Speak on the dotted line
BBC Radio 4, Sat 16th June 2007, 10:30 - 11:00
Presenter: Rory Bremner
Speakers (in order of appearance):
- Melvyn Hunt, Novauris
- Chris Woodward, Anana
- Colin Howman, SRC
- Ian Gibbons, SRC
- Tony Benn
- Judith Markowitz, speech recognition consultant
- Mark Huckvale, UCL
- Vance Harris, Voice Vault
- Nick Ogden, VoicePay
This programme was an introduction to speaker recognition and speaker verification. It was all pleasant enough: Rory Bremner affable, lashings of Tony Benn charisma, everyone else ruthlessly edited. I have only one comment on the content, a few more on the form:
Content
It would be silly of me to complain that the programme wasn’t technical enough: it wasn’t meant for people like me; it was aimed at the layperson listening while they washed the dishes or drove back from the supermarket. My main disappointment was that the programme didn’t differentiate clearly enough between the different speech tech functions it introduced - ‘limited domain’ speech recognition, speech synthesis, translation, ‘personas’, digital dictation (i.e., large vocabulary continuous speech recognition), voice morphing, and finally speaker recognition itself were all covered in a seemless flow. The pace was gentle, and the speakers were good but I would have liked clear blue water between the types. In my experience, for many non-experts the different speech technologies blend together in a hi-tech blur. Some of these non-experts are writing briefs and setting budgets.
OK, another grumble. The programme did not explain how speaker recognition worked. Judith Markowitz came closest when she said that speaker recognition systems ignored the content of the speech and listened for characteristics of the speaker’s vocal tract. Then Vance Harris was wheeled on and asked how speaker recognition worked. He answered to the effect that it used hidden Markov models (see below). This is true enough, but all of the speech recognition on the programme would have used HMMs - and I bet even some of the speech synthesis demonstrated by Melvyn Hunt, and the voice morphing too. So, not much use.
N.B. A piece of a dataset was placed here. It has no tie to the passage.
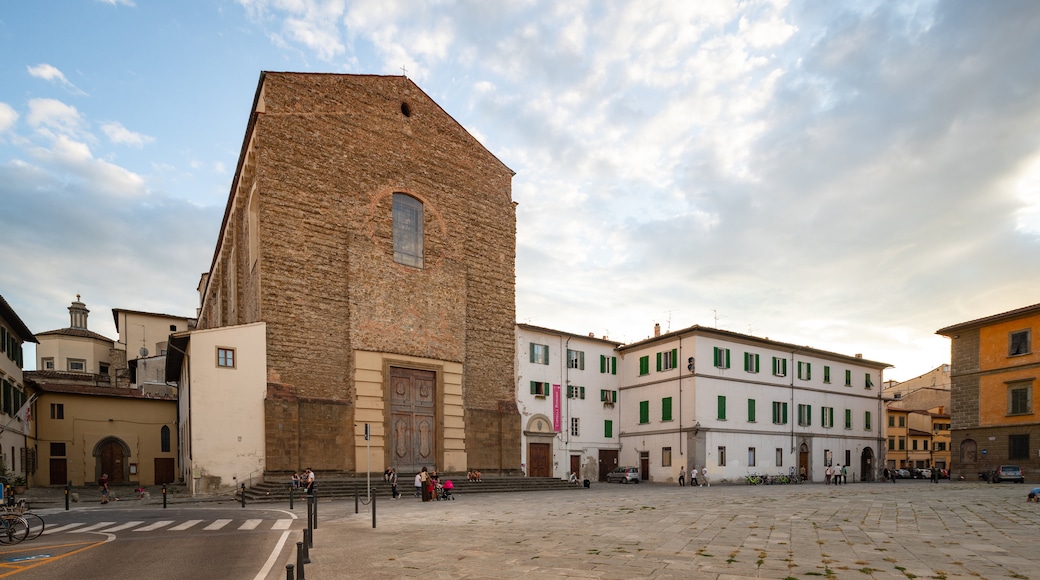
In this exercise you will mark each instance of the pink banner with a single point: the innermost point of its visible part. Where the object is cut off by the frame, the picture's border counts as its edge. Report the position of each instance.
(556, 409)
Of course, it’s not fair to say ‘Vance answered …’. We weren’t really listening to Vance.
Form
As none of the content was new to me, I was able to think about the form. All of the speakers (apart from Rory and Tony, and possibly Judith) were heavily edited. There was lots of padding: jingles, mostly, or collages of synthetic voices. The topic of the programme was broached (by Judith Markowitz) just over 80% of the way in, and some technical terms were uttered soon after (”hidden Markov model” and “vectors” by Vance Harris).
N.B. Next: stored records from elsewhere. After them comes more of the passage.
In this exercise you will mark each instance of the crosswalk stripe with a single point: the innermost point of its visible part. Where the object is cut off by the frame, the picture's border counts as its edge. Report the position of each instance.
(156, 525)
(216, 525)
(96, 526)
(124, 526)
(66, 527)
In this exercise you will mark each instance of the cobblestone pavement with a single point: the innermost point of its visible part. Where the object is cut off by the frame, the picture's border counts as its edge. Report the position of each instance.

I imagine the way the programme was contructed:
- Requirements analysis: when is the programme going out? Who is the intended audience? Questions like this will indicate who your presenter should be (if it’s a documentary going out in the UK it has to be a comedian), what music to use, and what you might call information density. And yes, I imagine all that comes before
- What is the programme about? Decide on your story, spreading your points over the time given (no. of points of information = programme length * information density)
- Go out and do your interviews, collect your raw material
- Cut up the raw material until it says what you want it to, and spread it out over the time span. Using the 80/20 rule, the point of the programme should be broached 80% of the way through.
- Fill the rest of the time in with aural decoration.